Over 5.4M Twitter accounts were posted for sale in a hacking forum

Over 5.4M Twitter User Accounts For Sale Hacking Forum Dark Web Fraud Prevention Social Media

Twitter, a popular social networking platform, has previously been found with a now-patched vulnerability that opened a way for hackers to steal and leak the data of over 5.4 million Twitter users.

Based on the observations, the stolen data containing massive Twitter users’ information was posted for sale on a hacking forum. Researchers first identified the vulnerability a hacker could exploit by finding a Twitter account through a mobile number or email address linked to it despite the users opting out of it in the privacy settings.

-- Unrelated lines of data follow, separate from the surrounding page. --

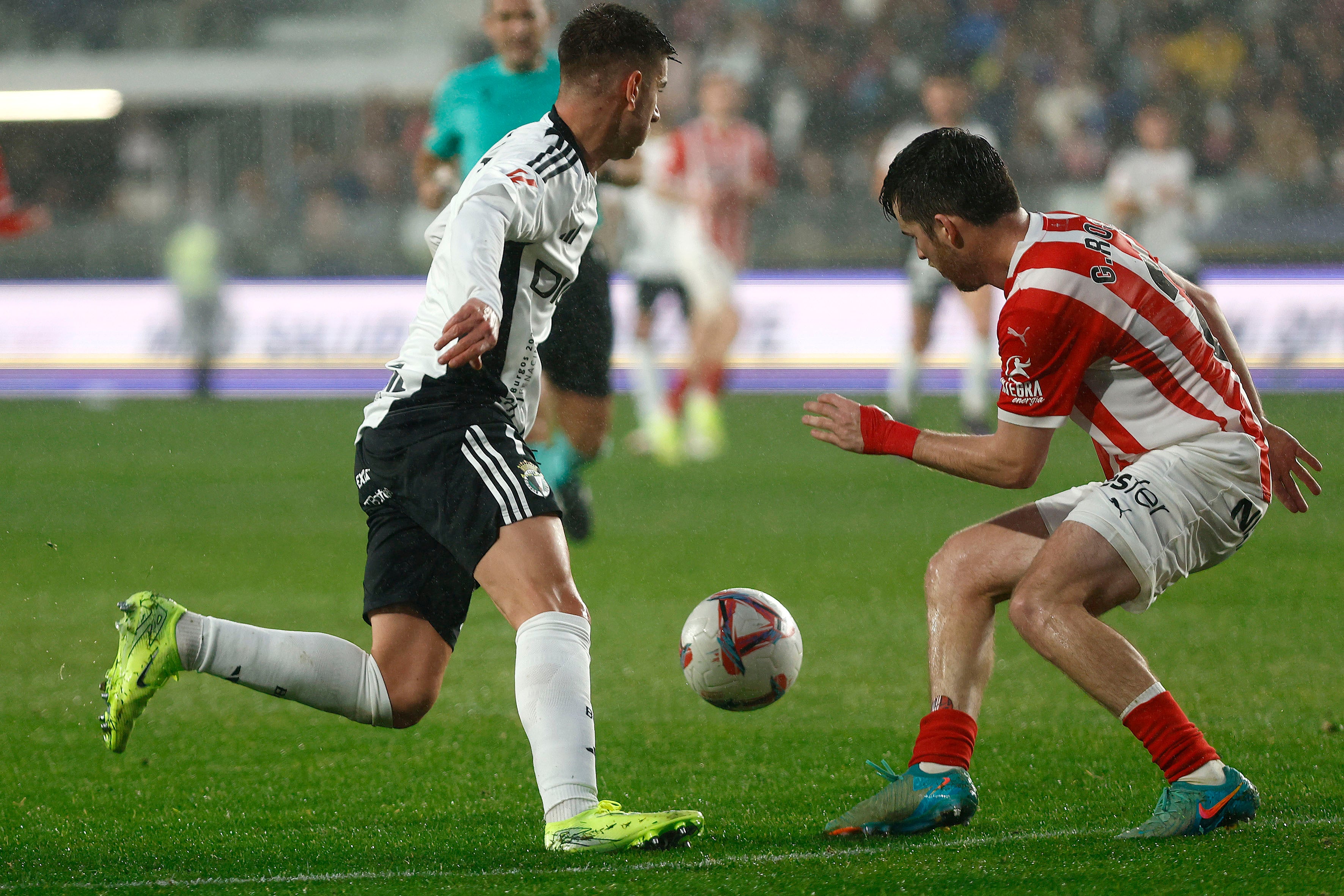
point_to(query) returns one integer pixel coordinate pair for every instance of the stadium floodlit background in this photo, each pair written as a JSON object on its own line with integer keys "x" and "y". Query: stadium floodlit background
{"x": 291, "y": 127}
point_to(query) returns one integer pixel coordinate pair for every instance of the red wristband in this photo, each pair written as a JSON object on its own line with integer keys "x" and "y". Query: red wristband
{"x": 883, "y": 436}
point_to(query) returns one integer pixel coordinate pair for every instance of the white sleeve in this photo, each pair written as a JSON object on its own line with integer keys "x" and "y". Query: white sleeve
{"x": 498, "y": 207}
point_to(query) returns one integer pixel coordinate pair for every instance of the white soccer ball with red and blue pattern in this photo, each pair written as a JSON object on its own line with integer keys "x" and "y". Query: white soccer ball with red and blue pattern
{"x": 741, "y": 649}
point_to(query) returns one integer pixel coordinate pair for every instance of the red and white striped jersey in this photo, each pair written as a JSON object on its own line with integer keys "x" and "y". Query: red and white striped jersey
{"x": 1094, "y": 330}
{"x": 14, "y": 221}
{"x": 714, "y": 167}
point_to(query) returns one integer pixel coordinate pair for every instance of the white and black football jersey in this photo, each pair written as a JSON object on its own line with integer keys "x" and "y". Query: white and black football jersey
{"x": 512, "y": 238}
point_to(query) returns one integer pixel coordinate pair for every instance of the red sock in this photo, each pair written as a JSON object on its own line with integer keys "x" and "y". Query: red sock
{"x": 1176, "y": 745}
{"x": 947, "y": 737}
{"x": 676, "y": 394}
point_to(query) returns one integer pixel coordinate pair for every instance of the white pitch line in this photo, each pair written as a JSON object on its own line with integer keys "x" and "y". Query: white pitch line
{"x": 709, "y": 861}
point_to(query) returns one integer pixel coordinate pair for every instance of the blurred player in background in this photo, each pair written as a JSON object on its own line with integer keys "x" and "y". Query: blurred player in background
{"x": 651, "y": 263}
{"x": 453, "y": 499}
{"x": 472, "y": 111}
{"x": 1144, "y": 360}
{"x": 721, "y": 167}
{"x": 14, "y": 221}
{"x": 1151, "y": 194}
{"x": 947, "y": 100}
{"x": 194, "y": 265}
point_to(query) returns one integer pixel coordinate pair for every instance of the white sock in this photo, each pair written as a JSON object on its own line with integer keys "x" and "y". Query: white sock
{"x": 904, "y": 385}
{"x": 1150, "y": 692}
{"x": 554, "y": 702}
{"x": 648, "y": 384}
{"x": 315, "y": 670}
{"x": 975, "y": 379}
{"x": 1210, "y": 774}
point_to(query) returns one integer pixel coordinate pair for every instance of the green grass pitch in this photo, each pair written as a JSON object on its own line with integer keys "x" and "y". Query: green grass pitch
{"x": 248, "y": 509}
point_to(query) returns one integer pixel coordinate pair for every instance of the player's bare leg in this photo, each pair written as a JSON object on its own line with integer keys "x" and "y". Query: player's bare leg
{"x": 527, "y": 574}
{"x": 975, "y": 389}
{"x": 1076, "y": 578}
{"x": 904, "y": 385}
{"x": 658, "y": 430}
{"x": 972, "y": 573}
{"x": 412, "y": 657}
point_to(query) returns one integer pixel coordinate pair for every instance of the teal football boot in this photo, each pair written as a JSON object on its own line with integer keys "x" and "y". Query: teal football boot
{"x": 1198, "y": 809}
{"x": 912, "y": 804}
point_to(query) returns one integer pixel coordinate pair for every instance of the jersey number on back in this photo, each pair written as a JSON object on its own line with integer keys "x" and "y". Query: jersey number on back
{"x": 1170, "y": 291}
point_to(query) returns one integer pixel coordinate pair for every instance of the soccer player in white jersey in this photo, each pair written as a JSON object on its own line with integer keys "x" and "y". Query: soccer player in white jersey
{"x": 1150, "y": 191}
{"x": 721, "y": 167}
{"x": 455, "y": 499}
{"x": 1094, "y": 330}
{"x": 651, "y": 261}
{"x": 947, "y": 100}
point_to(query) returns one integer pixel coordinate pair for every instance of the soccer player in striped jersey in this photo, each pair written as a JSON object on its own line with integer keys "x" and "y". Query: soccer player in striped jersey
{"x": 1097, "y": 331}
{"x": 15, "y": 221}
{"x": 453, "y": 496}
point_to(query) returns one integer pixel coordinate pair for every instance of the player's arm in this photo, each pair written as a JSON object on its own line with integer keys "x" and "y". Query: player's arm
{"x": 1287, "y": 456}
{"x": 1011, "y": 459}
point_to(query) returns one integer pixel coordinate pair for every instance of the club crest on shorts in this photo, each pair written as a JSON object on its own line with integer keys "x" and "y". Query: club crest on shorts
{"x": 533, "y": 479}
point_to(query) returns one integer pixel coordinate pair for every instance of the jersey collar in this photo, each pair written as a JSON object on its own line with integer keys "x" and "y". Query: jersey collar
{"x": 564, "y": 132}
{"x": 1035, "y": 228}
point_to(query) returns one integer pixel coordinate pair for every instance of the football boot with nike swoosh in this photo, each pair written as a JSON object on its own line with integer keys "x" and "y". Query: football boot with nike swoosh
{"x": 147, "y": 659}
{"x": 607, "y": 827}
{"x": 1199, "y": 809}
{"x": 910, "y": 804}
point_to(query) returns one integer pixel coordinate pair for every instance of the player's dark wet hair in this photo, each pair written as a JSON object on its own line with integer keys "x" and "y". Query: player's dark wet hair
{"x": 609, "y": 33}
{"x": 949, "y": 171}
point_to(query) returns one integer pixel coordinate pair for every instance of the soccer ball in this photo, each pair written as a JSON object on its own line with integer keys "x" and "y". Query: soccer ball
{"x": 741, "y": 649}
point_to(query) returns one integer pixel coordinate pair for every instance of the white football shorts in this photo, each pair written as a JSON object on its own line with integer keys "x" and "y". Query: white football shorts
{"x": 702, "y": 266}
{"x": 1174, "y": 512}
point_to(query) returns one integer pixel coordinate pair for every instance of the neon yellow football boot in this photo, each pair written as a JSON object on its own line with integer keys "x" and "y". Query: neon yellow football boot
{"x": 705, "y": 436}
{"x": 607, "y": 828}
{"x": 147, "y": 659}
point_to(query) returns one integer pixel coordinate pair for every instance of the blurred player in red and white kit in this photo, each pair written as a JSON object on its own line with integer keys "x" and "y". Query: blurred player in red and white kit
{"x": 651, "y": 261}
{"x": 1097, "y": 331}
{"x": 1150, "y": 191}
{"x": 14, "y": 221}
{"x": 722, "y": 167}
{"x": 947, "y": 101}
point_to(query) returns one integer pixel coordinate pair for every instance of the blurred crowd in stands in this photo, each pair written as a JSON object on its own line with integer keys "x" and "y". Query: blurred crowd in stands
{"x": 1256, "y": 89}
{"x": 1257, "y": 86}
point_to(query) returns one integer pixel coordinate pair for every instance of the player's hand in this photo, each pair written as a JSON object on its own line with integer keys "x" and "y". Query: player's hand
{"x": 1285, "y": 461}
{"x": 834, "y": 418}
{"x": 476, "y": 328}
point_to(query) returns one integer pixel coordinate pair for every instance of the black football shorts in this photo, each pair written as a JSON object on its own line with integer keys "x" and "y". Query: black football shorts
{"x": 437, "y": 484}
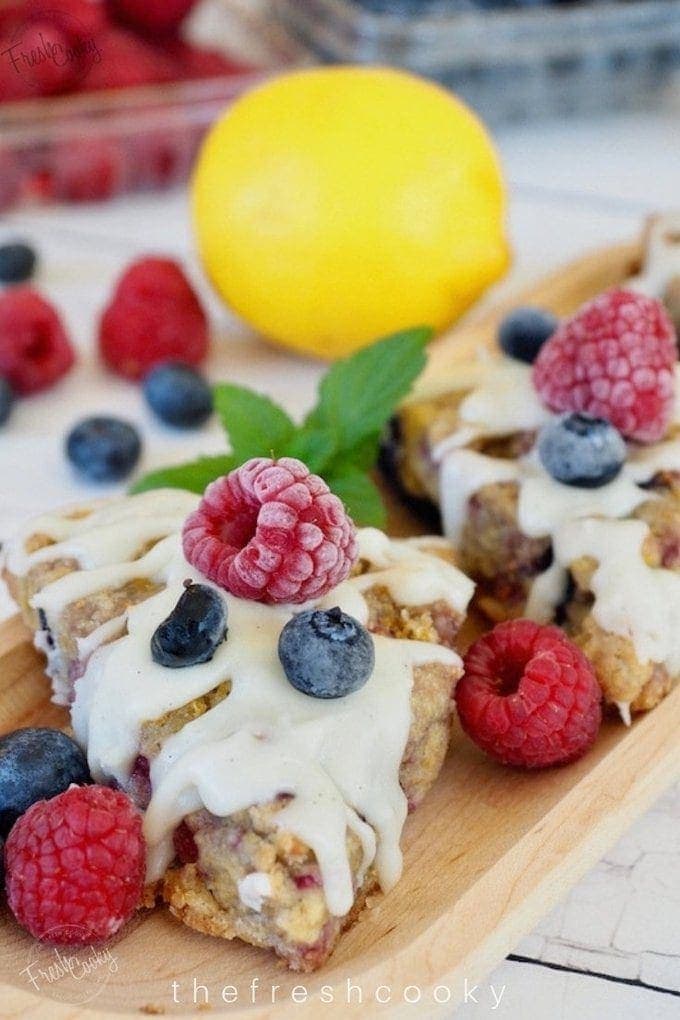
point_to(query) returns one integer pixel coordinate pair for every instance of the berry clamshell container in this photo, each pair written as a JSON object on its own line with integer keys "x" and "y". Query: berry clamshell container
{"x": 511, "y": 64}
{"x": 88, "y": 146}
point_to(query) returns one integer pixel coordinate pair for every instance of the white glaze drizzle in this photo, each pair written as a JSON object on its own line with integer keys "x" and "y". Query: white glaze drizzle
{"x": 504, "y": 402}
{"x": 662, "y": 261}
{"x": 340, "y": 759}
{"x": 550, "y": 509}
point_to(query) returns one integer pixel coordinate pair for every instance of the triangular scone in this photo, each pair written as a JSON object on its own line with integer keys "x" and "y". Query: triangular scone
{"x": 603, "y": 562}
{"x": 269, "y": 814}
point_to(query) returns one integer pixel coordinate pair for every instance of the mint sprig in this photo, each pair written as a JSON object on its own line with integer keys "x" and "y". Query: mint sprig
{"x": 338, "y": 439}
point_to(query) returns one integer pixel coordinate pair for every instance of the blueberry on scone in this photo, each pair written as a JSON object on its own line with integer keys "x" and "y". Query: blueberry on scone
{"x": 326, "y": 653}
{"x": 524, "y": 330}
{"x": 36, "y": 764}
{"x": 193, "y": 630}
{"x": 580, "y": 450}
{"x": 6, "y": 400}
{"x": 178, "y": 395}
{"x": 103, "y": 449}
{"x": 17, "y": 262}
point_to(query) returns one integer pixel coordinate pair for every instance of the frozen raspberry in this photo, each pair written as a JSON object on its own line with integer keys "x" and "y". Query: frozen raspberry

As further explained, the vulnerability existed through the authorisation process within Twitter’s Android client, specifically while the API checks an account username duplication. The researchers highlighted that the bug is a serious threat to the online community since threat actors – even low-skilled ones – could easily enumerate a massive Twitter user base despite being opted out of the username association to phone or email address.


The collected Twitter database from the flaw could be sold by hackers to other cybercriminals or be used to target people for further attack schemes.


As the bug bounty researcher submitted their findings to the social media giant, the company sent out an award since it had helped them release a patch. Meanwhile, a separate security researcher spotted the stolen database on the hacking forum, holding approximately 5.4 million Twitter users’ information available for purchase.

According to the seller, it contains massive data of email addresses and phone numbers owned by random people, big-time public figures, and corporations worldwide. The seller also shared a database sample in a CSV file to prove its legitimacy and offered the entire database for $30,000.

The posted database had been verified by authorised checkers hours after it was posted and noted that it had indeed been extracted from the reported Twitter flaw. The verification came from the shared database sample that contained profile information of users worldwide, including their email addresses and phone numbers linked to the accounts.

Based on the last check on the database advertisement, it had already been removed by its seller, although still unknown if it is because it has been sold or merely taken down.